How to Trim Your Dog’s Nails

By October 9, 2017 No Comments

Many dog owners try to avoid trimming their dog’s nails. It can be difficult, time-consuming, and frustrating both for the dog and his owner.

Dogs don’t particularly like having their nails messed with, often making it impossible to keep their nails properly trimmed.

Fortunately, active dogs that run and play throughout the day don’t need much nail trimming since they do it naturally. However, indoor breeds do need regular trimming – about once a month according to dog grooming experts in Edmond.

When a dog’s nails get too long:

  • First, long nails can be painful for your dog. As long nails strike the ground, they can cause impact stress on the nail beds and tweak the toepads themselves, causing joint pain. This makes trimming all the more difficult.
  • Nerves in a dog’s feet help him coordinate movements with astounding agility. When his feet hurt because of long nails or the nails caused his toepads not to meet the ground properly, his sense of movement will be affected.
  • Over thousands of years, dogs have adapted to many terrains. On hilly or rocky terrain where their nails grow longer, they adapt to a different sort of posture to keep balance. This “goat on the rock” posture puts extra stress on shoulders and hips that can lead to chronic pain later in life.

Now that it is clear how important nail hygiene is for your dog, let’s discuss how to do it.

  • Use a sharp, scissor-type clipper especially for dog nails. Dog nails are much thicker than human nails, so using a standard nail clipper can cause cracking of the nail and injury. Nail grinders avoid this problem altogether, but the electric noise may startle the dog.
  • Under good lighting, start clipping with the clippers facing the end of the nail.

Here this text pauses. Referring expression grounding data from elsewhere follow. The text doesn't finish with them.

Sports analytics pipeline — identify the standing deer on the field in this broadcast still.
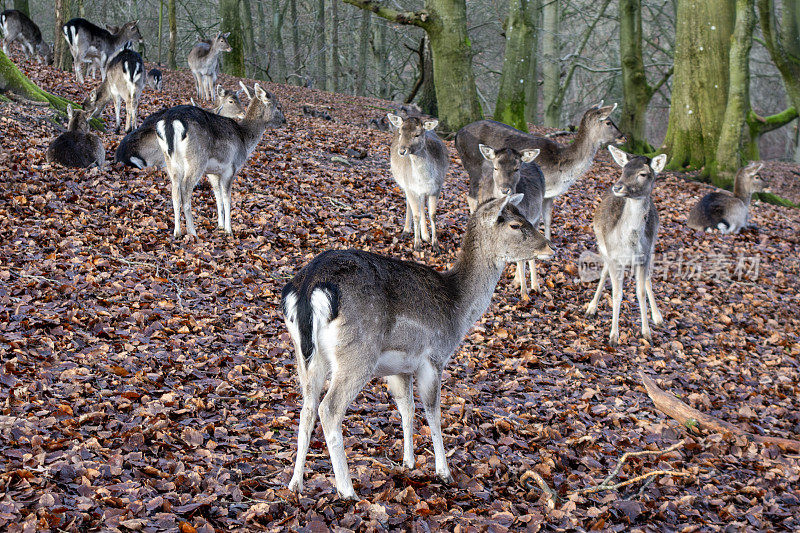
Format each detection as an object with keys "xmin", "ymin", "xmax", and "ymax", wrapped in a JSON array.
[
  {"xmin": 388, "ymin": 113, "xmax": 449, "ymax": 252},
  {"xmin": 62, "ymin": 18, "xmax": 141, "ymax": 84},
  {"xmin": 281, "ymin": 195, "xmax": 553, "ymax": 499},
  {"xmin": 0, "ymin": 10, "xmax": 52, "ymax": 64},
  {"xmin": 585, "ymin": 146, "xmax": 667, "ymax": 345},
  {"xmin": 154, "ymin": 84, "xmax": 277, "ymax": 237},
  {"xmin": 82, "ymin": 49, "xmax": 145, "ymax": 133},
  {"xmin": 46, "ymin": 105, "xmax": 105, "ymax": 168},
  {"xmin": 687, "ymin": 163, "xmax": 767, "ymax": 234},
  {"xmin": 456, "ymin": 103, "xmax": 625, "ymax": 240},
  {"xmin": 477, "ymin": 144, "xmax": 553, "ymax": 297},
  {"xmin": 147, "ymin": 68, "xmax": 162, "ymax": 91},
  {"xmin": 188, "ymin": 33, "xmax": 231, "ymax": 101}
]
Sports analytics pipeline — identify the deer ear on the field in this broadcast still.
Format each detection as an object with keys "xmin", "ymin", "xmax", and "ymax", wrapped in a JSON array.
[
  {"xmin": 608, "ymin": 145, "xmax": 630, "ymax": 168},
  {"xmin": 254, "ymin": 83, "xmax": 268, "ymax": 101},
  {"xmin": 508, "ymin": 193, "xmax": 524, "ymax": 206},
  {"xmin": 746, "ymin": 162, "xmax": 764, "ymax": 174},
  {"xmin": 223, "ymin": 32, "xmax": 231, "ymax": 39},
  {"xmin": 422, "ymin": 119, "xmax": 438, "ymax": 131},
  {"xmin": 239, "ymin": 81, "xmax": 251, "ymax": 99},
  {"xmin": 67, "ymin": 104, "xmax": 73, "ymax": 120},
  {"xmin": 521, "ymin": 149, "xmax": 540, "ymax": 163},
  {"xmin": 479, "ymin": 144, "xmax": 495, "ymax": 161},
  {"xmin": 190, "ymin": 97, "xmax": 197, "ymax": 107},
  {"xmin": 387, "ymin": 113, "xmax": 403, "ymax": 128},
  {"xmin": 598, "ymin": 102, "xmax": 617, "ymax": 119},
  {"xmin": 650, "ymin": 153, "xmax": 668, "ymax": 174},
  {"xmin": 594, "ymin": 99, "xmax": 604, "ymax": 109},
  {"xmin": 216, "ymin": 84, "xmax": 223, "ymax": 97}
]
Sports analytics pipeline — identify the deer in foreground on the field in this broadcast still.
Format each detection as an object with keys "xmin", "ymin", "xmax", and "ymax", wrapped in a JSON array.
[
  {"xmin": 388, "ymin": 113, "xmax": 449, "ymax": 252},
  {"xmin": 146, "ymin": 68, "xmax": 162, "ymax": 91},
  {"xmin": 1, "ymin": 10, "xmax": 52, "ymax": 64},
  {"xmin": 478, "ymin": 144, "xmax": 553, "ymax": 298},
  {"xmin": 188, "ymin": 33, "xmax": 231, "ymax": 101},
  {"xmin": 455, "ymin": 103, "xmax": 625, "ymax": 240},
  {"xmin": 62, "ymin": 18, "xmax": 141, "ymax": 84},
  {"xmin": 281, "ymin": 195, "xmax": 553, "ymax": 499},
  {"xmin": 83, "ymin": 49, "xmax": 144, "ymax": 133},
  {"xmin": 46, "ymin": 105, "xmax": 105, "ymax": 168},
  {"xmin": 155, "ymin": 83, "xmax": 277, "ymax": 237},
  {"xmin": 686, "ymin": 163, "xmax": 767, "ymax": 234},
  {"xmin": 585, "ymin": 146, "xmax": 667, "ymax": 345}
]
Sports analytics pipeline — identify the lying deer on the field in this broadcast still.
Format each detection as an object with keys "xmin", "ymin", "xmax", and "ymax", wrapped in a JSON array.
[
  {"xmin": 281, "ymin": 195, "xmax": 553, "ymax": 499},
  {"xmin": 456, "ymin": 103, "xmax": 624, "ymax": 239},
  {"xmin": 585, "ymin": 146, "xmax": 667, "ymax": 345},
  {"xmin": 155, "ymin": 83, "xmax": 277, "ymax": 237},
  {"xmin": 478, "ymin": 144, "xmax": 553, "ymax": 297},
  {"xmin": 388, "ymin": 113, "xmax": 449, "ymax": 251},
  {"xmin": 46, "ymin": 105, "xmax": 104, "ymax": 168},
  {"xmin": 63, "ymin": 18, "xmax": 141, "ymax": 84},
  {"xmin": 1, "ymin": 9, "xmax": 52, "ymax": 64},
  {"xmin": 82, "ymin": 49, "xmax": 144, "ymax": 133},
  {"xmin": 188, "ymin": 33, "xmax": 231, "ymax": 101},
  {"xmin": 687, "ymin": 163, "xmax": 767, "ymax": 234}
]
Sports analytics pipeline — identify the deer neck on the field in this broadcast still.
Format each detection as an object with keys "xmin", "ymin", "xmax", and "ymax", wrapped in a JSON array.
[
  {"xmin": 565, "ymin": 125, "xmax": 602, "ymax": 164},
  {"xmin": 239, "ymin": 112, "xmax": 269, "ymax": 153},
  {"xmin": 733, "ymin": 176, "xmax": 753, "ymax": 205}
]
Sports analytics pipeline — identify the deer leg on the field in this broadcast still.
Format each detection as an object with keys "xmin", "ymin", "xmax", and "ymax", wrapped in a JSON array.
[
  {"xmin": 645, "ymin": 272, "xmax": 663, "ymax": 325},
  {"xmin": 608, "ymin": 263, "xmax": 624, "ymax": 346},
  {"xmin": 1, "ymin": 39, "xmax": 8, "ymax": 56},
  {"xmin": 586, "ymin": 263, "xmax": 608, "ymax": 316},
  {"xmin": 288, "ymin": 353, "xmax": 327, "ymax": 494},
  {"xmin": 418, "ymin": 195, "xmax": 431, "ymax": 243},
  {"xmin": 407, "ymin": 193, "xmax": 424, "ymax": 251},
  {"xmin": 168, "ymin": 167, "xmax": 183, "ymax": 238},
  {"xmin": 180, "ymin": 171, "xmax": 201, "ymax": 237},
  {"xmin": 416, "ymin": 360, "xmax": 452, "ymax": 483},
  {"xmin": 386, "ymin": 374, "xmax": 415, "ymax": 470},
  {"xmin": 318, "ymin": 363, "xmax": 372, "ymax": 500},
  {"xmin": 516, "ymin": 261, "xmax": 528, "ymax": 299},
  {"xmin": 402, "ymin": 192, "xmax": 413, "ymax": 234},
  {"xmin": 635, "ymin": 264, "xmax": 651, "ymax": 342},
  {"xmin": 427, "ymin": 194, "xmax": 439, "ymax": 251},
  {"xmin": 73, "ymin": 55, "xmax": 84, "ymax": 84},
  {"xmin": 529, "ymin": 259, "xmax": 540, "ymax": 292},
  {"xmin": 542, "ymin": 197, "xmax": 555, "ymax": 241},
  {"xmin": 206, "ymin": 174, "xmax": 224, "ymax": 229},
  {"xmin": 221, "ymin": 168, "xmax": 235, "ymax": 234},
  {"xmin": 113, "ymin": 96, "xmax": 122, "ymax": 133}
]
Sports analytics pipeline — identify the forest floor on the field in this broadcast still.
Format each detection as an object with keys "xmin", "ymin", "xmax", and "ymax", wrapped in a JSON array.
[{"xmin": 1, "ymin": 56, "xmax": 800, "ymax": 532}]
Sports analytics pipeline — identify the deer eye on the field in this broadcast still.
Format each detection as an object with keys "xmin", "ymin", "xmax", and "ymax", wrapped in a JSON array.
[{"xmin": 510, "ymin": 221, "xmax": 522, "ymax": 230}]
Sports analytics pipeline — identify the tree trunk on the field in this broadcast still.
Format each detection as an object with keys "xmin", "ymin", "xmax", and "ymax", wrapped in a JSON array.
[
  {"xmin": 1, "ymin": 49, "xmax": 76, "ymax": 112},
  {"xmin": 13, "ymin": 0, "xmax": 29, "ymax": 16},
  {"xmin": 157, "ymin": 0, "xmax": 163, "ymax": 65},
  {"xmin": 376, "ymin": 21, "xmax": 388, "ymax": 98},
  {"xmin": 315, "ymin": 0, "xmax": 326, "ymax": 88},
  {"xmin": 619, "ymin": 0, "xmax": 654, "ymax": 153},
  {"xmin": 240, "ymin": 0, "xmax": 256, "ymax": 77},
  {"xmin": 270, "ymin": 0, "xmax": 287, "ymax": 82},
  {"xmin": 524, "ymin": 0, "xmax": 540, "ymax": 124},
  {"xmin": 53, "ymin": 0, "xmax": 72, "ymax": 72},
  {"xmin": 662, "ymin": 0, "xmax": 734, "ymax": 176},
  {"xmin": 541, "ymin": 0, "xmax": 559, "ymax": 127},
  {"xmin": 328, "ymin": 0, "xmax": 340, "ymax": 92},
  {"xmin": 356, "ymin": 9, "xmax": 370, "ymax": 95},
  {"xmin": 714, "ymin": 0, "xmax": 755, "ymax": 185},
  {"xmin": 220, "ymin": 0, "xmax": 246, "ymax": 77},
  {"xmin": 418, "ymin": 35, "xmax": 437, "ymax": 116},
  {"xmin": 290, "ymin": 0, "xmax": 300, "ymax": 75},
  {"xmin": 494, "ymin": 0, "xmax": 536, "ymax": 131},
  {"xmin": 167, "ymin": 0, "xmax": 177, "ymax": 69}
]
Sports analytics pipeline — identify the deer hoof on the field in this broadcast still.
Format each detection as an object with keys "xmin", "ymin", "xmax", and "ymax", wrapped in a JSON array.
[
  {"xmin": 608, "ymin": 333, "xmax": 619, "ymax": 346},
  {"xmin": 288, "ymin": 477, "xmax": 303, "ymax": 494}
]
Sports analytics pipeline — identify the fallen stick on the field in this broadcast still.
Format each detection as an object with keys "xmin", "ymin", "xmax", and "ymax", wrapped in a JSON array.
[{"xmin": 640, "ymin": 371, "xmax": 800, "ymax": 453}]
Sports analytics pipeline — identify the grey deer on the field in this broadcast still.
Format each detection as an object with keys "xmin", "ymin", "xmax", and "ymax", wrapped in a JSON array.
[
  {"xmin": 83, "ymin": 49, "xmax": 144, "ymax": 133},
  {"xmin": 188, "ymin": 33, "xmax": 231, "ymax": 101},
  {"xmin": 585, "ymin": 146, "xmax": 667, "ymax": 345},
  {"xmin": 62, "ymin": 18, "xmax": 141, "ymax": 84},
  {"xmin": 687, "ymin": 163, "xmax": 767, "ymax": 234},
  {"xmin": 456, "ymin": 103, "xmax": 624, "ymax": 239},
  {"xmin": 1, "ymin": 10, "xmax": 52, "ymax": 64},
  {"xmin": 155, "ymin": 83, "xmax": 277, "ymax": 237},
  {"xmin": 147, "ymin": 68, "xmax": 162, "ymax": 91},
  {"xmin": 388, "ymin": 113, "xmax": 449, "ymax": 251},
  {"xmin": 478, "ymin": 144, "xmax": 553, "ymax": 298},
  {"xmin": 46, "ymin": 105, "xmax": 105, "ymax": 168},
  {"xmin": 281, "ymin": 195, "xmax": 553, "ymax": 499}
]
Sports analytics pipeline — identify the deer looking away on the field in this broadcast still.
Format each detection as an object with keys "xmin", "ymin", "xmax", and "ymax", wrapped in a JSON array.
[
  {"xmin": 154, "ymin": 83, "xmax": 278, "ymax": 237},
  {"xmin": 388, "ymin": 113, "xmax": 449, "ymax": 252},
  {"xmin": 46, "ymin": 105, "xmax": 105, "ymax": 168},
  {"xmin": 281, "ymin": 195, "xmax": 553, "ymax": 499},
  {"xmin": 456, "ymin": 103, "xmax": 624, "ymax": 240},
  {"xmin": 687, "ymin": 163, "xmax": 767, "ymax": 234},
  {"xmin": 1, "ymin": 9, "xmax": 52, "ymax": 64},
  {"xmin": 477, "ymin": 144, "xmax": 553, "ymax": 297},
  {"xmin": 188, "ymin": 33, "xmax": 231, "ymax": 101},
  {"xmin": 585, "ymin": 146, "xmax": 667, "ymax": 345},
  {"xmin": 62, "ymin": 18, "xmax": 141, "ymax": 84}
]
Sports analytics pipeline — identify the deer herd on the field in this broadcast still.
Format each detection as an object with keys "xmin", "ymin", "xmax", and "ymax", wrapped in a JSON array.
[{"xmin": 2, "ymin": 9, "xmax": 773, "ymax": 501}]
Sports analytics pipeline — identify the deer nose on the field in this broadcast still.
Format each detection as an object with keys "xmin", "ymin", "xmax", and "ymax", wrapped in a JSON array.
[
  {"xmin": 501, "ymin": 186, "xmax": 512, "ymax": 195},
  {"xmin": 615, "ymin": 134, "xmax": 627, "ymax": 144},
  {"xmin": 398, "ymin": 148, "xmax": 408, "ymax": 156},
  {"xmin": 612, "ymin": 184, "xmax": 625, "ymax": 196}
]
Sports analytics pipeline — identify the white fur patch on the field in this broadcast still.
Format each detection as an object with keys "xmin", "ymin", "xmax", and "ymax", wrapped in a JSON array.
[{"xmin": 130, "ymin": 156, "xmax": 146, "ymax": 169}]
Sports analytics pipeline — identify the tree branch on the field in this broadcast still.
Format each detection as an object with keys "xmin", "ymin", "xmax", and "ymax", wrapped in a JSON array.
[
  {"xmin": 748, "ymin": 107, "xmax": 799, "ymax": 136},
  {"xmin": 648, "ymin": 66, "xmax": 674, "ymax": 97},
  {"xmin": 341, "ymin": 0, "xmax": 429, "ymax": 28}
]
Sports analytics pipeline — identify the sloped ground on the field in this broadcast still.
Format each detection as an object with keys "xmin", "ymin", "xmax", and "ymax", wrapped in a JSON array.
[{"xmin": 1, "ymin": 56, "xmax": 799, "ymax": 532}]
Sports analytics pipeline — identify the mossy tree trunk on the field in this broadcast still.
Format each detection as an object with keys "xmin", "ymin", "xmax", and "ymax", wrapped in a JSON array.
[
  {"xmin": 13, "ymin": 0, "xmax": 29, "ymax": 16},
  {"xmin": 494, "ymin": 0, "xmax": 536, "ymax": 131},
  {"xmin": 240, "ymin": 0, "xmax": 256, "ymax": 77},
  {"xmin": 541, "ymin": 0, "xmax": 559, "ymax": 127},
  {"xmin": 343, "ymin": 0, "xmax": 482, "ymax": 132},
  {"xmin": 54, "ymin": 0, "xmax": 72, "ymax": 72},
  {"xmin": 167, "ymin": 0, "xmax": 177, "ymax": 69},
  {"xmin": 524, "ymin": 0, "xmax": 540, "ymax": 124},
  {"xmin": 662, "ymin": 0, "xmax": 734, "ymax": 178},
  {"xmin": 315, "ymin": 0, "xmax": 326, "ymax": 88},
  {"xmin": 356, "ymin": 9, "xmax": 370, "ymax": 95},
  {"xmin": 220, "ymin": 0, "xmax": 245, "ymax": 77}
]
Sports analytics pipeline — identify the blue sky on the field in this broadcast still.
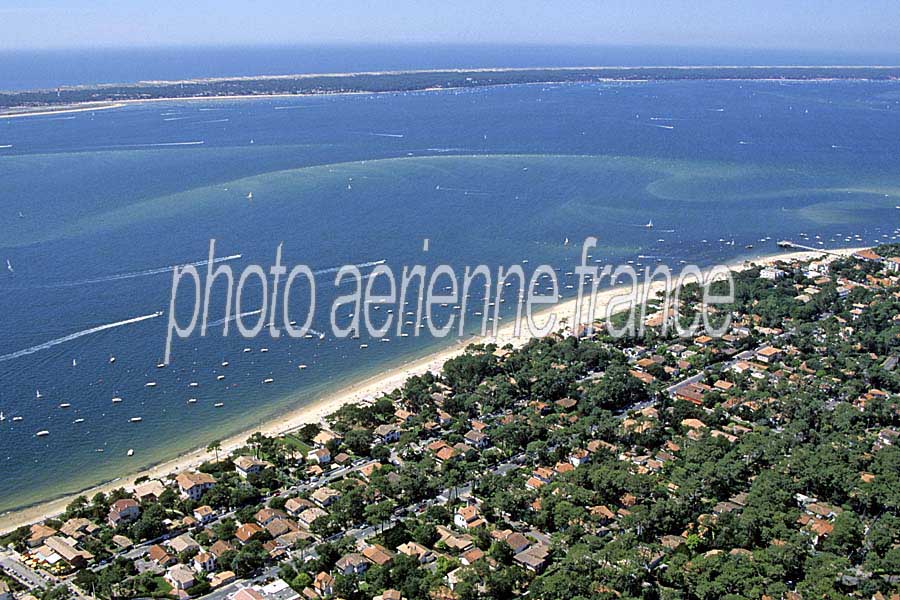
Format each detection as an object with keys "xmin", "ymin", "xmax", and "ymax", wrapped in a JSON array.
[{"xmin": 2, "ymin": 0, "xmax": 899, "ymax": 52}]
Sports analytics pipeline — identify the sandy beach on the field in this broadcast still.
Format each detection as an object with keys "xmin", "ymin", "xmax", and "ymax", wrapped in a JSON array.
[
  {"xmin": 0, "ymin": 102, "xmax": 126, "ymax": 119},
  {"xmin": 0, "ymin": 246, "xmax": 861, "ymax": 534}
]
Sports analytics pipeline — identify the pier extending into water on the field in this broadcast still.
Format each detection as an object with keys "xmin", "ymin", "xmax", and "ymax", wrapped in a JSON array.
[{"xmin": 776, "ymin": 240, "xmax": 849, "ymax": 258}]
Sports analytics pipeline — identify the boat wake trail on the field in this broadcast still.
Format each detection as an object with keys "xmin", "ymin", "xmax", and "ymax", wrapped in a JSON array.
[
  {"xmin": 313, "ymin": 259, "xmax": 386, "ymax": 277},
  {"xmin": 70, "ymin": 141, "xmax": 205, "ymax": 152},
  {"xmin": 208, "ymin": 309, "xmax": 263, "ymax": 328},
  {"xmin": 43, "ymin": 254, "xmax": 243, "ymax": 289},
  {"xmin": 0, "ymin": 312, "xmax": 163, "ymax": 363}
]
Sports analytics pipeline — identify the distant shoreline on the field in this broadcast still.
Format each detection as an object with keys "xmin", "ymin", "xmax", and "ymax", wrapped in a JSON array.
[
  {"xmin": 2, "ymin": 64, "xmax": 899, "ymax": 118},
  {"xmin": 0, "ymin": 102, "xmax": 126, "ymax": 119},
  {"xmin": 0, "ymin": 246, "xmax": 862, "ymax": 535}
]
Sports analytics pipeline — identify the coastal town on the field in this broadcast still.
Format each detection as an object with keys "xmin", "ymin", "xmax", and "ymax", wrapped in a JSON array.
[{"xmin": 2, "ymin": 247, "xmax": 899, "ymax": 600}]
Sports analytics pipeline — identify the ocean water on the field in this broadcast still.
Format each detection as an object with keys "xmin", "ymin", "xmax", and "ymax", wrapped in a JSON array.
[{"xmin": 1, "ymin": 79, "xmax": 900, "ymax": 513}]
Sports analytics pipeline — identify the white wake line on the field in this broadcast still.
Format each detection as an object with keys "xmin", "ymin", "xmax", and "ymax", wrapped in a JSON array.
[
  {"xmin": 206, "ymin": 310, "xmax": 326, "ymax": 338},
  {"xmin": 208, "ymin": 309, "xmax": 262, "ymax": 327},
  {"xmin": 312, "ymin": 259, "xmax": 386, "ymax": 276},
  {"xmin": 42, "ymin": 254, "xmax": 242, "ymax": 289},
  {"xmin": 78, "ymin": 141, "xmax": 205, "ymax": 151},
  {"xmin": 0, "ymin": 312, "xmax": 163, "ymax": 363}
]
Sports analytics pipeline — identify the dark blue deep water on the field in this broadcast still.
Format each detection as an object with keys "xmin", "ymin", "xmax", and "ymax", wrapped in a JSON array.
[{"xmin": 1, "ymin": 78, "xmax": 900, "ymax": 512}]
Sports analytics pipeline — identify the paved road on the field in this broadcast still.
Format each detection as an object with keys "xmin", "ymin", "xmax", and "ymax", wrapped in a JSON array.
[
  {"xmin": 195, "ymin": 457, "xmax": 523, "ymax": 600},
  {"xmin": 0, "ymin": 550, "xmax": 55, "ymax": 589}
]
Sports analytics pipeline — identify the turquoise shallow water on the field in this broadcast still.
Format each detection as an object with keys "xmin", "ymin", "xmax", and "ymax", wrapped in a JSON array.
[{"xmin": 1, "ymin": 80, "xmax": 900, "ymax": 513}]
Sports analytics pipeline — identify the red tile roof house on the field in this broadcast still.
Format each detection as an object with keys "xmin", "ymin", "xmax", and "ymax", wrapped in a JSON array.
[
  {"xmin": 175, "ymin": 471, "xmax": 216, "ymax": 501},
  {"xmin": 362, "ymin": 543, "xmax": 394, "ymax": 567},
  {"xmin": 167, "ymin": 533, "xmax": 200, "ymax": 555},
  {"xmin": 107, "ymin": 498, "xmax": 141, "ymax": 527},
  {"xmin": 311, "ymin": 486, "xmax": 342, "ymax": 508},
  {"xmin": 192, "ymin": 551, "xmax": 215, "ymax": 573},
  {"xmin": 233, "ymin": 455, "xmax": 272, "ymax": 478},
  {"xmin": 674, "ymin": 382, "xmax": 711, "ymax": 406},
  {"xmin": 335, "ymin": 552, "xmax": 369, "ymax": 576},
  {"xmin": 148, "ymin": 544, "xmax": 176, "ymax": 567},
  {"xmin": 165, "ymin": 564, "xmax": 195, "ymax": 591},
  {"xmin": 397, "ymin": 541, "xmax": 435, "ymax": 564},
  {"xmin": 374, "ymin": 423, "xmax": 402, "ymax": 443},
  {"xmin": 235, "ymin": 522, "xmax": 264, "ymax": 545},
  {"xmin": 463, "ymin": 429, "xmax": 490, "ymax": 449},
  {"xmin": 27, "ymin": 524, "xmax": 57, "ymax": 548},
  {"xmin": 853, "ymin": 248, "xmax": 883, "ymax": 263},
  {"xmin": 454, "ymin": 505, "xmax": 486, "ymax": 530},
  {"xmin": 254, "ymin": 507, "xmax": 288, "ymax": 526},
  {"xmin": 514, "ymin": 544, "xmax": 551, "ymax": 573},
  {"xmin": 313, "ymin": 572, "xmax": 335, "ymax": 597},
  {"xmin": 504, "ymin": 532, "xmax": 531, "ymax": 554},
  {"xmin": 208, "ymin": 540, "xmax": 234, "ymax": 560},
  {"xmin": 297, "ymin": 507, "xmax": 328, "ymax": 529},
  {"xmin": 232, "ymin": 589, "xmax": 265, "ymax": 600},
  {"xmin": 285, "ymin": 496, "xmax": 315, "ymax": 517},
  {"xmin": 887, "ymin": 256, "xmax": 900, "ymax": 273},
  {"xmin": 755, "ymin": 346, "xmax": 783, "ymax": 364},
  {"xmin": 569, "ymin": 449, "xmax": 590, "ymax": 467},
  {"xmin": 193, "ymin": 505, "xmax": 215, "ymax": 524},
  {"xmin": 307, "ymin": 447, "xmax": 332, "ymax": 465}
]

You’re looking to essentially shave off excess length a bit at a time. Don’t try to trim off too much at once. It may take longer, but you’ll get far better results.
  • If the nail is pigmented, you should be able to see a chalky ring along the insensitive part of the nail. This will give you an idea of how far is too far to trim.
  • Use a nail file or emery board to smooth out the edges of each clipped nail.
  • If you clip into the quick of the nail and bleeding occurs, dip the dog’s paw into a bowl of cornstarch to help clot the wound.
    Hopefully, these tips will help you keep your dog happy and healthy without the discomfort.